# new tank



## juanke (Feb 19, 2013)

hey everyone! So I currently have a 40g breeder lake tang tank and have recently acquired another 40g breeder and was wondering what other fish that style tank would be ideal for?


----------



## Eric_S (Feb 27, 2007)

More Tangs! What fish do you have in the first 40?


----------



## juanke (Feb 19, 2013)

I have 2 bristle noses, some multis and blue neons. I think I want this one to be something other than a tang tank. But still cichlids, and a lively tank if possible. I've got a bunch of Texas holey rock too that I can use.


----------



## crackjack135 (Oct 2, 2012)

Any suggestions?


----------



## clhinds78 (Jul 27, 2012)

If it were me I would do a low-tech planted tank with apistos, rams, some Australian rainbows and maybe a pair of angels. Add a school of corey cats and a BN pleco and that would make a sweet setup!


----------



## dsiple3 (Mar 4, 2014)

Check out the Articles section for cookie cutter tanks. You can get some good ideas to start from. The suggested fish are all appropriate for this size tank.
Here's the link:
http://www.cichlid-forum.com/articles/c ... er_40g.php


----------



## juanke (Feb 19, 2013)

so *** been looking into the apistogramma and from what *** read, it says they're difficult to care for? and that i should have a ph of somewhere around 7.0 or so, but mine is 7.8 with holey rock and driftwood. For filtration, I have access to a marineland 160 canister i believe, will that be acceptible or do I need bigger? sorry for all the questions, im just trying to get it all right


----------



## clhinds78 (Jul 27, 2012)

juanke said:


> so I've been looking into the apistogramma and from what I've read, it says they're difficult to care for? and that i should have a ph of somewhere around 7.0 or so, but mine is 7.8 with holey rock and driftwood. For filtration, I have access to a marineland 160 canister i believe, will that be acceptible or do I need bigger? sorry for all the questions, im just trying to get it all right


I think apistos are fairly hardy. Tank raised fish won't require as low of a ph if that's what they were raised in. Try to find fish that were raised in similar water to yours.

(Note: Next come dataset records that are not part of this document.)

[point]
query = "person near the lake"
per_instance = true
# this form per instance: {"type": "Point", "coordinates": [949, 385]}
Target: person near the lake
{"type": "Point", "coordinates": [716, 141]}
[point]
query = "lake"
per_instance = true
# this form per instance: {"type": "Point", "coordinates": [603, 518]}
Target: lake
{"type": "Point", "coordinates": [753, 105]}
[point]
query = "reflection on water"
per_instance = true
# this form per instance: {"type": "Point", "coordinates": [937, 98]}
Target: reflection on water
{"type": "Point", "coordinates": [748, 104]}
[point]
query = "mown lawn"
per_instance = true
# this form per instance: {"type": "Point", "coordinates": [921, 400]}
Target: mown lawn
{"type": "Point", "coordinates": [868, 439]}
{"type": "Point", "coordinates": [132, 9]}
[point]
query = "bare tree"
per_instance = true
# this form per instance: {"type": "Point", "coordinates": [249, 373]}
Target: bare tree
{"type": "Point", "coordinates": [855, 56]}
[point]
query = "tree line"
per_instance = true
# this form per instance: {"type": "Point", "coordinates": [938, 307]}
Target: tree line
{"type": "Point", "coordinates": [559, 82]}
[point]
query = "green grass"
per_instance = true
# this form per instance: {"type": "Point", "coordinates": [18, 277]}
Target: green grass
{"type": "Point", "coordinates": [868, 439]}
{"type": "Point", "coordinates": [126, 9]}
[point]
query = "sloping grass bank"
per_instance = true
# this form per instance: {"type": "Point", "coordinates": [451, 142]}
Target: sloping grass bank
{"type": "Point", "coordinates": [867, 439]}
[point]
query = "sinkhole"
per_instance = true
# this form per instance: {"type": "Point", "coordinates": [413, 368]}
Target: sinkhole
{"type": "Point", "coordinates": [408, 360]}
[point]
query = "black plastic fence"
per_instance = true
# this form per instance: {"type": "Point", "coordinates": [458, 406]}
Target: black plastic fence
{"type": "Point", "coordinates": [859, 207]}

File size requirement depends on the amount of fish. You would probably be ok with a c160 if you only have a few fish in the tank say 6-8 3-4" fish. Optimally, you'd want to aim for around 8-10x the water volume an hour. So for a tank that size a filter that does 300-400gph would be best.

Right now the driftwood and holey rock and kind of equalizing each other. The driftwood will lower you ph where as the holey rock will raise. If you want to go with south americans and a planted tank I would get rid of the holey rock. Use something like seachem bio matrix or bio balls for filtration.


----------



## juanke (Feb 19, 2013)

So I was thinking about may be a pair of anglefish, 8-10 neon tetras, 3triple red apistos, a few snails, 5-6 cory catfish and maybe some rainbow fish. I haven't decided on them yet tho.
*** taken out all the holey rock and am about to sell them to someone local. So now after I do that I was gonna buy more driftwood and a bunch of low light plants and put them in the tank and do a fish less cycle


----------



## mambee (Apr 13, 2003)

I foresee a few problems with your plans. Angelfish will eat your neons. I would substitute rummynose tetras. Also, angelfish need to be kept in groups to spread out the aggression. I had 2 angels that couldn't coexist in a 90 gallon tank. Rainbowfish also do best in groups and get fairly large. There are plenty of nice tetras that would work better. I'm thinking lemon tetras, pristella tetras or black phantom tetras.


----------



## juanke (Feb 19, 2013)

so id have the same amount of rummynose instead of neons, the 3 apistos, the corys, and 6-7 lemon tetras. with the fish that i listed, would 3 or 4 angles even work?


----------



## mambee (Apr 13, 2003)

I think that would work. You can even substitute Bolivian rams if you can't find the apistos.


----------



## juanke (Feb 19, 2013)

I've already been in touch with a guy at my local club that breeds them and some other kinds. How many angels would you recommend, like 4? Do you think that would be too many fish for the tank?


----------



## mambee (Apr 13, 2003)

I would go with 4 angels and start with 6 of either rummynoses or lemon tetras and see how stocked you tank looks. Rummynoses are one of my favorites because they are so active. You can also add some low light plants such as anubias, crypts or java fern.


----------



## juanke (Feb 19, 2013)

So I just bought 5 rainbow cichlids at my local club for 2$, can these go in the tank as well or in place of something?


----------